La dette est un outil de domination.

Le système capitaliste ne pourra résoudre le problème structurel de la dette car elle est au cœur de son fonctionnement. La dette se nourrit d’elle-même (taux d’intérêt) et a un double objectif : 1) créer du profit pour les créanciers ; 2) servir d’alibi pour achever les réformes entamées depuis 30 ans ( privatisation/libéralisation, augmentation des profits et appauvrissement des prolétaires…).

Les gouvernements, de droite comme de gauche, veulent baisser les dépenses publiques ou alors remettre en cause le temps de travail… Les faibles mécanismes de redistribution des richesses et ce qui reste du droit du travail et des services publics sont sur le point de sauter.

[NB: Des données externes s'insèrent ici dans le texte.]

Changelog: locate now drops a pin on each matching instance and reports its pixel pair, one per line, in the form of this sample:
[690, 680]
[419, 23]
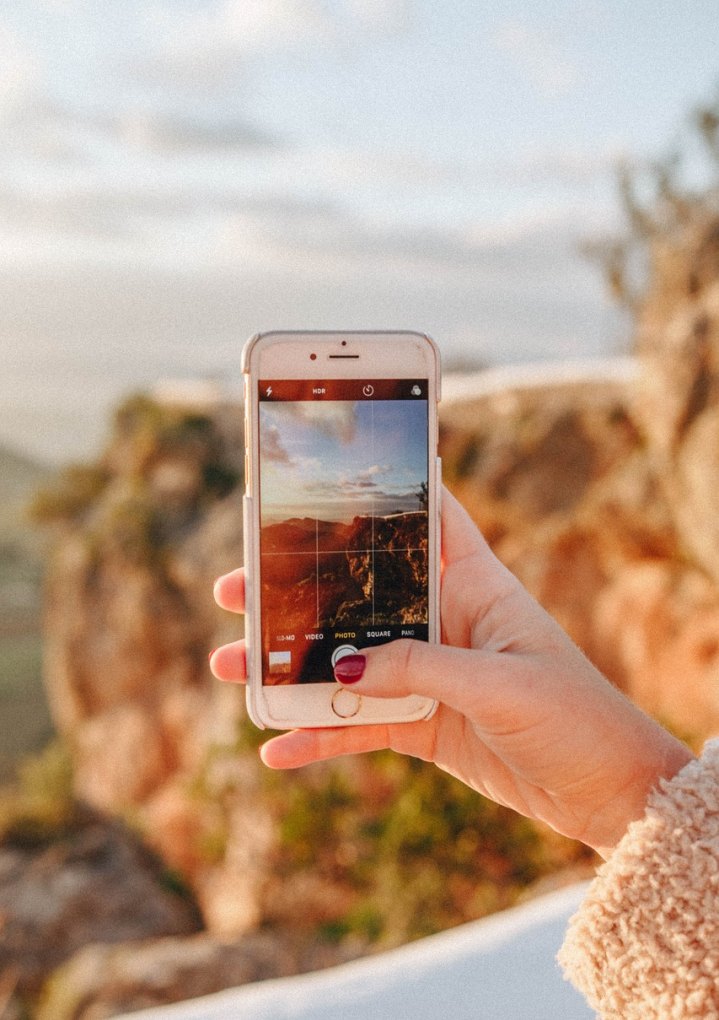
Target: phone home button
[346, 703]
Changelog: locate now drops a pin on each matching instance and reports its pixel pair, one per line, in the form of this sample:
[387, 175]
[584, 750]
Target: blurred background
[531, 185]
[178, 175]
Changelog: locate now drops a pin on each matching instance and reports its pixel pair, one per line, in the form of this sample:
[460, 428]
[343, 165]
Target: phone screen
[344, 520]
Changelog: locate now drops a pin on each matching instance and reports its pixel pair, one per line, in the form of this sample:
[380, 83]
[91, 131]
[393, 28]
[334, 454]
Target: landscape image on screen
[344, 529]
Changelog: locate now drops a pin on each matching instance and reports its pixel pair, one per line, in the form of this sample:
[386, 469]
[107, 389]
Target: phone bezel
[341, 355]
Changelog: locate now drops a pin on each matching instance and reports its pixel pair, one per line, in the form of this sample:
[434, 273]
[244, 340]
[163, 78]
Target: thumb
[460, 677]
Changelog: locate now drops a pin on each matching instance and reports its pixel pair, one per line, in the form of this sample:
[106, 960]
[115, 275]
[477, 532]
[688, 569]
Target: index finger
[229, 591]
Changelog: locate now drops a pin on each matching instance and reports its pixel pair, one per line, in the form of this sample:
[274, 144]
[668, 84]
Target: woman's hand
[523, 717]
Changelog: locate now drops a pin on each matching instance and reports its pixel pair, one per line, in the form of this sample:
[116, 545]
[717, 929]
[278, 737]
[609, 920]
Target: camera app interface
[344, 520]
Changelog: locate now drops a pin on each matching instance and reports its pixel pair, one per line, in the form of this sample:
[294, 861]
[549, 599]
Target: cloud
[538, 56]
[205, 47]
[20, 70]
[166, 133]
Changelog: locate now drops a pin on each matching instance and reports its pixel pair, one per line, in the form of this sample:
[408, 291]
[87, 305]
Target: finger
[229, 591]
[228, 662]
[472, 681]
[460, 536]
[301, 747]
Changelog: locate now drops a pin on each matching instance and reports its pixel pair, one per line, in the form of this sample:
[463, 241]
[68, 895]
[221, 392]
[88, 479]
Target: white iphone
[342, 530]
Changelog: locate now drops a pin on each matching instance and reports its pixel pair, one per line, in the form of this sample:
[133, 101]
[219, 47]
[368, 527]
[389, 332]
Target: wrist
[665, 759]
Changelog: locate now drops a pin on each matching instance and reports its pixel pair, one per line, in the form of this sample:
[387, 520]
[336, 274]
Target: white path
[500, 968]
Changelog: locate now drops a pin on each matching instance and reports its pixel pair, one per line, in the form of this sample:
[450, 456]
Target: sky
[323, 459]
[174, 176]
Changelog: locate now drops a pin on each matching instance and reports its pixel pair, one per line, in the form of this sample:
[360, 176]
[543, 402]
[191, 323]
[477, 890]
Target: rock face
[603, 499]
[340, 579]
[98, 883]
[130, 622]
[601, 496]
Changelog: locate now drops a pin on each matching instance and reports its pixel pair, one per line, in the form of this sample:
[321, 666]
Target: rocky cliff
[601, 496]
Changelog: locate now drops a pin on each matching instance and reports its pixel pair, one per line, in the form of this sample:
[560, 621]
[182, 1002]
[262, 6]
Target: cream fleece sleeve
[645, 944]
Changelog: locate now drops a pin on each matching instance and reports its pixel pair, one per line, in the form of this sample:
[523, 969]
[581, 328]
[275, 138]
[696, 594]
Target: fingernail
[349, 669]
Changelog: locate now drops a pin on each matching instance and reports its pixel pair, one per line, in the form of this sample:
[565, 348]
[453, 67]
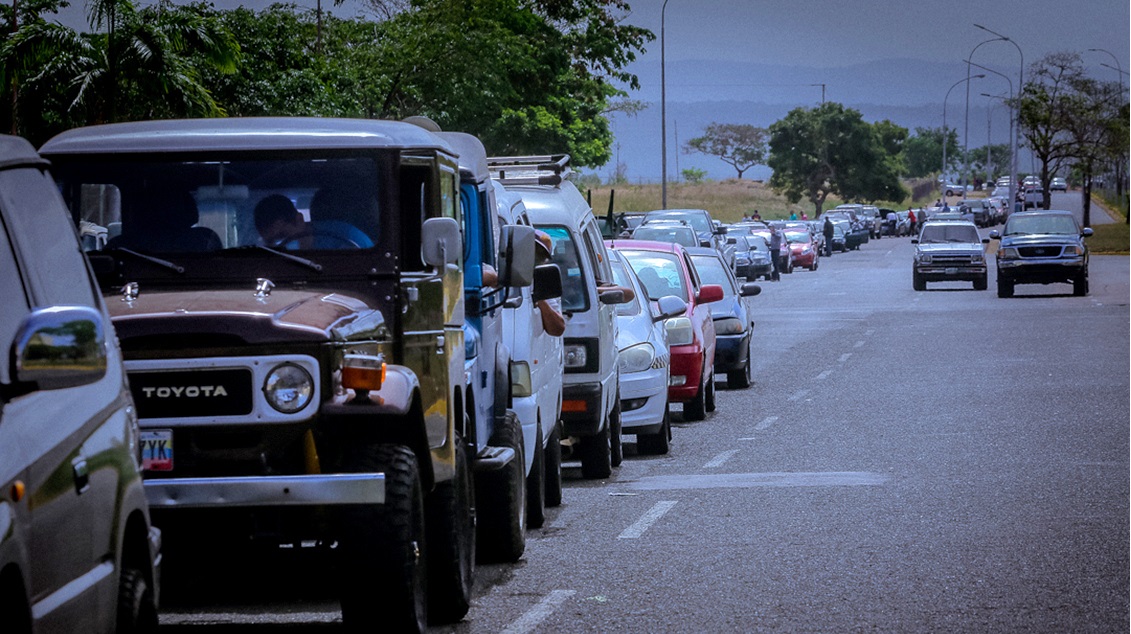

La « paix sociale » ne s’achète plus car les profits passent avant tout.

L’État est un outil du capital.

Les prochaines élections ne changeront rien : ce sera la rigueur et la dictature des marchés. Le marché et les gouvernements marchent ensemble pour nous saigner encore plus au nom de leurs profits et de leurs pouvoirs. Se tourner vers l’État pour « réguler » la soif de profit capitaliste est vain. Loin d’être le garant de l’intérêt commun, il est la force qui organise les inégalités au service du capitalisme et qui autorise le glissement vers le marché de toutes les activités vitales (santé, éducation, énergie…), sur le dos de la population au profit des classes dominantes.

La guerre sociale aura bien lieu, elle est en cours…

En France, 13% de la population vit sous du seuil de pauvreté. Le 1% le plus riche possède 24% de la richesse du pays, et les 10% les plus aisés, 62%, tandis que les 50% les moins bien lotis n’en possèdent que 6%.

Partout, des individus se révoltent, expriment leur colère au lieu de vivre isolément leur impuissance. Partout des personnes s’auto-organisent pour survivre, dire merde au capital et à son droit de propriété : émeutes à Londres en août 2010, auto-réductions ou réquisitions de marchandises de premières nécessités en Italie ou en Grèce, réseaux d’entraide, coopératives de matériel, de consommation et de production, occupations de bâtiments à habiter et de terrains à cultiver, grèves et luttes sociales…

Attaquons le capitalisme et son État qui nous imposent la pauvreté et la misère.

Auto-organisons-nous pour changer la société.